As all of Hardy's books, you can either be totally taken in by it, or absolutely bored by it. I love Hardy's style and plots. So daring and so beautiful. Jude the Obscure particularly pushes the limits. The trials of an unmarried couple, if I can take the liberty to simplify it so stupidly! Hardy was introduced to me by my English teacher Mrs Kamakshi when I was in Class 8. Must have been 13 or so. She gave us a short speech and asked us to identify what was unique about the speech. Only two of us in class could identify that the speech was a string of book names. Two in a tower, far from the madding crowd, jude the obscure... it went on. I had remembered the names from my sister's and father's library books.But it was only a year later that I read my first Hardy, Far From the Madding Crowd, as the teacher insisted I should. And I was hooked to it.
Then my father's friend (Kapali mama, whose children were not into books) gifted me his entire collection of Hardy and Lawrence, when he realised i was interested in these books. Old books from the '50s and '60s. Yellowed. Name written with an old-style fountain pen, bound in cardboard and canvas for longevity.
Everytime I read one of the books from that collection, it is not just the plots and words that transport me into a dream world. It is also what I imagine of the previous readers of the book. Old uncles in the younger days, reading Hardy in public and Lawrence on the sly.
Discussing the daring adventures of the heroes of these books.

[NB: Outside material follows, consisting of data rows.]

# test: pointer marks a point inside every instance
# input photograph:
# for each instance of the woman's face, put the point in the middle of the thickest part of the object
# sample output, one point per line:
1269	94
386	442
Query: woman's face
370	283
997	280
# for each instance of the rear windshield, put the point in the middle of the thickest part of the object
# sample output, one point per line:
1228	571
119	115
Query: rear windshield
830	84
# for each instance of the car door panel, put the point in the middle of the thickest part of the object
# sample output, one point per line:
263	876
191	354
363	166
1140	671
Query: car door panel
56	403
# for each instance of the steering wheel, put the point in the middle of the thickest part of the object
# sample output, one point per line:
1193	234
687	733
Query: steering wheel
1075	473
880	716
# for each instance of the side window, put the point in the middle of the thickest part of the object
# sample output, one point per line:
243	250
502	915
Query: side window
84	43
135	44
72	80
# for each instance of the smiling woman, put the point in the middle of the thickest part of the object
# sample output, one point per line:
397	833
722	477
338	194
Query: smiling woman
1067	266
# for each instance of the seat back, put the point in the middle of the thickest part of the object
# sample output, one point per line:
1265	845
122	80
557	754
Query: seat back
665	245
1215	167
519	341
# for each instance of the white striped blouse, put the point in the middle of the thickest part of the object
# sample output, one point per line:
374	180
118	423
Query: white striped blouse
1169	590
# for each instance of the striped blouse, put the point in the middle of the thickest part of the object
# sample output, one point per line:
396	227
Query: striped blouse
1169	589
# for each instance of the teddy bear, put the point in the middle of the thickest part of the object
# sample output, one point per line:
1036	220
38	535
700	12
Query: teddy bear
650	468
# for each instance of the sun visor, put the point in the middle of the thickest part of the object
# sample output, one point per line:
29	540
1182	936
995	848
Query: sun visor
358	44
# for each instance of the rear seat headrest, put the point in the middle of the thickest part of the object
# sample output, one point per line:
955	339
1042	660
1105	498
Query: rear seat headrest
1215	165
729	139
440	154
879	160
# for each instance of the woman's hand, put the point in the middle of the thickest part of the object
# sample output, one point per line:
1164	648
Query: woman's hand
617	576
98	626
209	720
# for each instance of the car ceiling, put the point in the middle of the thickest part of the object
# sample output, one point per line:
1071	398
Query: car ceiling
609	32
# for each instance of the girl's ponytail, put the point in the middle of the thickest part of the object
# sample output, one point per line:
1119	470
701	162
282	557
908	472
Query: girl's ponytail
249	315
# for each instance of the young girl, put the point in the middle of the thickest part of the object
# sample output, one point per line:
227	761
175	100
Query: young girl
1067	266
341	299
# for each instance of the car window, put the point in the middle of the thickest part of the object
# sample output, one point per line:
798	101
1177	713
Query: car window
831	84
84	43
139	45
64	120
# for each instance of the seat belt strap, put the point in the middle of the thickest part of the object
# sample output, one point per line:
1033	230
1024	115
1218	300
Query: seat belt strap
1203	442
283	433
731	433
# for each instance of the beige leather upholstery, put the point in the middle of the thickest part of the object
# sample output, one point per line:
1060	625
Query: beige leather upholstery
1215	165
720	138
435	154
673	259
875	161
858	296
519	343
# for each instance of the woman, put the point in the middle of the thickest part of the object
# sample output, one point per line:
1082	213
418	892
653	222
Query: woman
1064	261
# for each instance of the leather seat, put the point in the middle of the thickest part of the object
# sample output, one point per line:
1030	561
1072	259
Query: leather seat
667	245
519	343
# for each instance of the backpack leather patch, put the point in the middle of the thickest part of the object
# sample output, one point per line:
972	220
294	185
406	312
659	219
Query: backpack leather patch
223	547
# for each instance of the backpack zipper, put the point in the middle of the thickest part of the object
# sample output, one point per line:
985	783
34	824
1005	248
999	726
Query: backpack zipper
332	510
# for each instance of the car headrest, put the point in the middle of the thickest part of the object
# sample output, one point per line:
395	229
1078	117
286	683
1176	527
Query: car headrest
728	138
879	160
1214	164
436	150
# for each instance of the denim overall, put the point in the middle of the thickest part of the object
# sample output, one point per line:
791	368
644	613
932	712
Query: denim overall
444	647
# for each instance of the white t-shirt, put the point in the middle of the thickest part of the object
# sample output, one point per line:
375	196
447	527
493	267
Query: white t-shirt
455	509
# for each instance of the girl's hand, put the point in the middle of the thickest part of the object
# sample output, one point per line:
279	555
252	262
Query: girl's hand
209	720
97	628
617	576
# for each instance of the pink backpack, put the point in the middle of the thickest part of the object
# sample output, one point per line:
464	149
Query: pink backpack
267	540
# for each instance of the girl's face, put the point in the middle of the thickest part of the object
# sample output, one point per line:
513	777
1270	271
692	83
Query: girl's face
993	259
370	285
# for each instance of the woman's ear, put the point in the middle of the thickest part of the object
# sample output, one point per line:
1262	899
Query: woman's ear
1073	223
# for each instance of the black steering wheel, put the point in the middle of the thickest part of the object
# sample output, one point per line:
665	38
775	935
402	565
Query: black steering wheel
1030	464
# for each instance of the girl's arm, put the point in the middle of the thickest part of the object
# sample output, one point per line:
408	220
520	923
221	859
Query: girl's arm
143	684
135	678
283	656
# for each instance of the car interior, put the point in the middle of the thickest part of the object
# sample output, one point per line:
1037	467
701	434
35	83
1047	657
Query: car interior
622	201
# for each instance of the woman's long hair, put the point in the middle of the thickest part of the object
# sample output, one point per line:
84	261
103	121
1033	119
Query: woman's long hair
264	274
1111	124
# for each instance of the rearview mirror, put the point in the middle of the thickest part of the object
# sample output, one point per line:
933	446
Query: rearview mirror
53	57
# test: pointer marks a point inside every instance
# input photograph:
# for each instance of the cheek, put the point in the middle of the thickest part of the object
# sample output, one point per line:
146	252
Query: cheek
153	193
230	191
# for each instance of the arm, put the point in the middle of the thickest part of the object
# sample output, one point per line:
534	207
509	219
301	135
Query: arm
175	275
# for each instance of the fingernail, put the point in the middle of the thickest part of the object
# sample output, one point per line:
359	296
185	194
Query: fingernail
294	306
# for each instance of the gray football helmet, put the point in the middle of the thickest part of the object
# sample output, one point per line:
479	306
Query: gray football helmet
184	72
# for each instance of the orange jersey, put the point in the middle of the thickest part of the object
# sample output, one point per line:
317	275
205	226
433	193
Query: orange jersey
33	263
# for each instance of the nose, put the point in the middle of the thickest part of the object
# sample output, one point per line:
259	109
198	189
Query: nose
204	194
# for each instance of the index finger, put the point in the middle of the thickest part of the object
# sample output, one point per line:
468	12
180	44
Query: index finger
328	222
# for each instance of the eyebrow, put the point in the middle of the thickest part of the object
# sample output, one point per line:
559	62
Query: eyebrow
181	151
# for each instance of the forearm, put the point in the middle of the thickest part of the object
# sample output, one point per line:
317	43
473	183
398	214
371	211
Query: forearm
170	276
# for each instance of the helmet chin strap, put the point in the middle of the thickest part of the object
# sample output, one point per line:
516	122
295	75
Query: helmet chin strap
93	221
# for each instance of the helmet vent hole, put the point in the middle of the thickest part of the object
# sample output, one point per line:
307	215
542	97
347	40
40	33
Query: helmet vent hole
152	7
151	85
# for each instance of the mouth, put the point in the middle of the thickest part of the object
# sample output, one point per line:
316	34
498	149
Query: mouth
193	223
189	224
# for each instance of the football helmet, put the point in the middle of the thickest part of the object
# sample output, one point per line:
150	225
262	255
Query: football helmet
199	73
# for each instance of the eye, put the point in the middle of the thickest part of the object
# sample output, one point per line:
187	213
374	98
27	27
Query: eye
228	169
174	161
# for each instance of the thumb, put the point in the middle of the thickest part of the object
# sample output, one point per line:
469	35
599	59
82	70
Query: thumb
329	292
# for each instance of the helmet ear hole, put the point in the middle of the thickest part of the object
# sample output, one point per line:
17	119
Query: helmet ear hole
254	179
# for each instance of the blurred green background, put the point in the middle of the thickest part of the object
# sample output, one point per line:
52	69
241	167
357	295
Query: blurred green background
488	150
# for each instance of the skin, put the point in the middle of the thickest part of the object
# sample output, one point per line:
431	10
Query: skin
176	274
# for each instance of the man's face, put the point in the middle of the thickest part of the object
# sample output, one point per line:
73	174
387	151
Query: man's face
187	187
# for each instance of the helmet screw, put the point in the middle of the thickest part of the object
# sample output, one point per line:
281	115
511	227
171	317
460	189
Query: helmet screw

The poetic flow of the authors... the many friends of Kapali mama who borrowed (was my dad one of them) the books and read it under the single electric bulb in the sitting room in the late '50s.
I don't think I ever quite thanked Ms Kamakshi for nurturing my love for books, introducing me to new authors, tolerating my over-ambitious florid essays and gently guiding me towards more understated elegance. That I am still in love with books and words is a tribute to her. I don't know where she is, if she is still there. She was nearing 60 when I was finishing school in 1991.
Again, I don't think I thanked Kapali mama sufficiently either. I just greedily grabbed the books with a perfunctory 'thank you'. He is no more, but am sure he is aware that the books are in good hands, and his gesture was enormously appreciated.
Next time someone introduces me to an author, lends or gifts me a book, I better thank them properly when I have the opportunity.
While on this, I better thank my dad, who however hard-up he was (4 daughters and a sister to educate and take care of, apart from a long line of cousins who stayed with us, all on one salary), he could never say no to money that would be spent on books or studies. He can quote from Shakespeare and whole bunch of other classics. He is the one who drilled into us that no matter what you have in the wardrobe, it is what you have on your bookshelf that matters (not so politely though).
And then I should thank my sister (no 3). She made reading books hip for me. Since all other rolemodels where old and not-so-fashionable, it was the sight of my college-going sister burying herself in the classics, that kept me clear of other junk books that my friends devoured. Of course, I would sneak in a few in defiance, but never enjoyed the read.
Books. What would our life be without it?